Overall, the results of the Kruskal–Wallis and pairwise Wilcoxon tests based on the baseline income categorization (presented in Table 9) show that there are differences between markets depending on the level of economic development. There is no evidence that there are differences among markets in daily and monthly returns (RH1), while there is evidence of differences of volatility metrics of country equity indices depending on the level of economic development (RH2). However, the results are sensitive to the time period and income categorization method. Although time period change does not affect the results of the Kruskal–Wallis test, it slightly altered the results of the pairwise Wilcoxon test. Income categorization changes completely alter the results for volatility metrics in versions 2 and 3. There is still evidence of significant differences between markets in some volatility metrics in versions 4 and 5, but it seems that results depend mostly on the choice of frontier markets and less so on the categorization of other countries. We noticed this inconsistency within the existing literature, and it was one of the reasons that we decided to focus on this research. We think that our main contribution to the literature lies in revealing results contrary to the established literature and in adding to the discussion of this phenomenon. We have numerous results in the quantitative finance literature focused on asset allocation and portfolio management showing that the premise that higher volatility is closely connected with higher returns does not necessarily work. Examples of such are the results of high-volatility portfolios versus low-volatility portfolios, and low-beta stocks versus high-beta stocks, which rather contradicts the information from Markowitz theory or the single-index Sharpe model and can be based on premises similar to our results.

To conclude, we can state that (RH1) there is no significant difference in daily and monthly return in the four markets, and (RH2) there exists a difference between the volatility metrics of equity indices depending on the level of economic development of countries. Additionally, the obtained results are (RQ1) somewhat sensitive to changes in time period and (RQ2) very sensitive to the categorization of country level of development. The results are summarized in Table 13.

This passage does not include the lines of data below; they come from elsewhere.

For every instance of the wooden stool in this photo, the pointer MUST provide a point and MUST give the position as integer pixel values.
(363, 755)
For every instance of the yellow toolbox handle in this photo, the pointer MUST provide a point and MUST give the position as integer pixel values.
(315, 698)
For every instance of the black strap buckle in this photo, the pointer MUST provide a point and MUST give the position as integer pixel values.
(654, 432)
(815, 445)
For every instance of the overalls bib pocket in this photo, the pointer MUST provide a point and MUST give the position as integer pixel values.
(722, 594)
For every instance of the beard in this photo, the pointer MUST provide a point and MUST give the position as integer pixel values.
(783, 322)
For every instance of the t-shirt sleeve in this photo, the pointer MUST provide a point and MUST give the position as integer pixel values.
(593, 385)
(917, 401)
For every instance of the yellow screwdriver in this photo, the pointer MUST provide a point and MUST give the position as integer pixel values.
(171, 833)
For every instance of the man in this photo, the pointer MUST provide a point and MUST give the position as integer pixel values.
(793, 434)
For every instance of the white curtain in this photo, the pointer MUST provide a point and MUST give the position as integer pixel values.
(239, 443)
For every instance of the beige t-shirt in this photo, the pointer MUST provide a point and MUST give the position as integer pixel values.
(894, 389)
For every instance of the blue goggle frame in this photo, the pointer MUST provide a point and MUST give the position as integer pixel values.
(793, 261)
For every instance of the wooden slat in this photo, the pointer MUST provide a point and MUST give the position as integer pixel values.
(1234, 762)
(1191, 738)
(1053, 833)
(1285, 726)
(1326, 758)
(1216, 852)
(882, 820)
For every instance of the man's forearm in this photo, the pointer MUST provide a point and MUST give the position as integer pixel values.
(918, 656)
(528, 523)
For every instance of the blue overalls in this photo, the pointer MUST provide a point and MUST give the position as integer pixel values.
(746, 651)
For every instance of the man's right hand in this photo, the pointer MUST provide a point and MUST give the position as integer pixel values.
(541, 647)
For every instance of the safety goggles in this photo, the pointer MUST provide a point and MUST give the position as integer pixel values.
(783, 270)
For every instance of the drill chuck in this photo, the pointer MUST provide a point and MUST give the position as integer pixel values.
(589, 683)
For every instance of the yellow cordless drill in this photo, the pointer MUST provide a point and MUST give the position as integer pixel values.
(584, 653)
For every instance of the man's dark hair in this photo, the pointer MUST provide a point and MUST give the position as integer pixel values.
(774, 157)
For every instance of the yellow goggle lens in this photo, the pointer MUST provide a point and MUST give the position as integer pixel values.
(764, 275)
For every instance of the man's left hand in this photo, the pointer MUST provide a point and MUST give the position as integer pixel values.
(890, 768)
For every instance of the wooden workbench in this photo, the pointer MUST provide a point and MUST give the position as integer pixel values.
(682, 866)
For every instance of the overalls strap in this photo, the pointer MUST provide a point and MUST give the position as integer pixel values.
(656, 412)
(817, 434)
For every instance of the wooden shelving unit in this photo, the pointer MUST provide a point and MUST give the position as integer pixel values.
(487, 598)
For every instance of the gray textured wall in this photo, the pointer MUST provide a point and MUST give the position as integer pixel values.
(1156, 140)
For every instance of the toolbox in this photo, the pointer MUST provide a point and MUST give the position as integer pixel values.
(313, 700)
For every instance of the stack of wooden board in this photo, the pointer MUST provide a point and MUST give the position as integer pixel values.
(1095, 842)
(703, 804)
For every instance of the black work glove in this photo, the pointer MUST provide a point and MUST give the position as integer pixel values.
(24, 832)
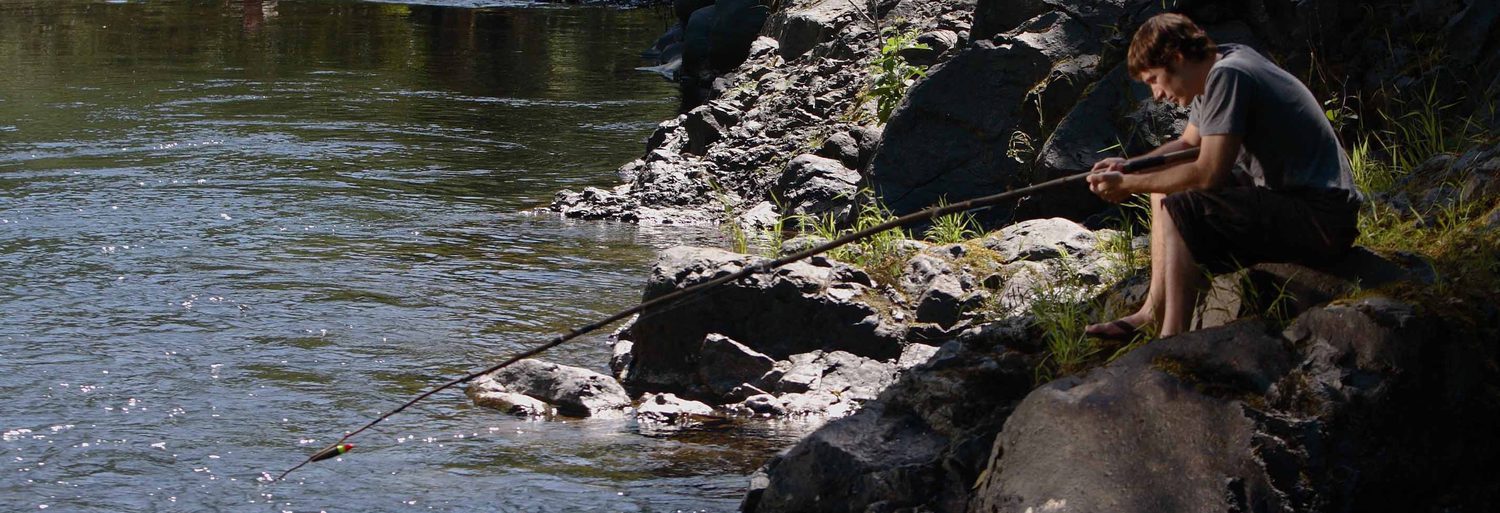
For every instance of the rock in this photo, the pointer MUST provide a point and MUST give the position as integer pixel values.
(725, 365)
(942, 302)
(938, 42)
(803, 27)
(671, 410)
(620, 357)
(702, 129)
(1286, 290)
(767, 312)
(1041, 239)
(764, 404)
(992, 18)
(842, 147)
(813, 186)
(912, 447)
(915, 354)
(801, 243)
(575, 392)
(491, 395)
(1160, 429)
(761, 216)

Reference to Research Hypotheses and Questions

RH/RQ Verification Details
RH1 Rejected Daily and monthly return do not depend on the level of economic development
RH2 Not rejected Volatility metrics depend on the level of economic development
RQ1 Rejected The obtained result is sensitive to varying time periods
RQ2 Rejected The obtained result is sensitive to varying income categorizations

Note. A detailed description of each hypothesis and research question may be found in the Introduction.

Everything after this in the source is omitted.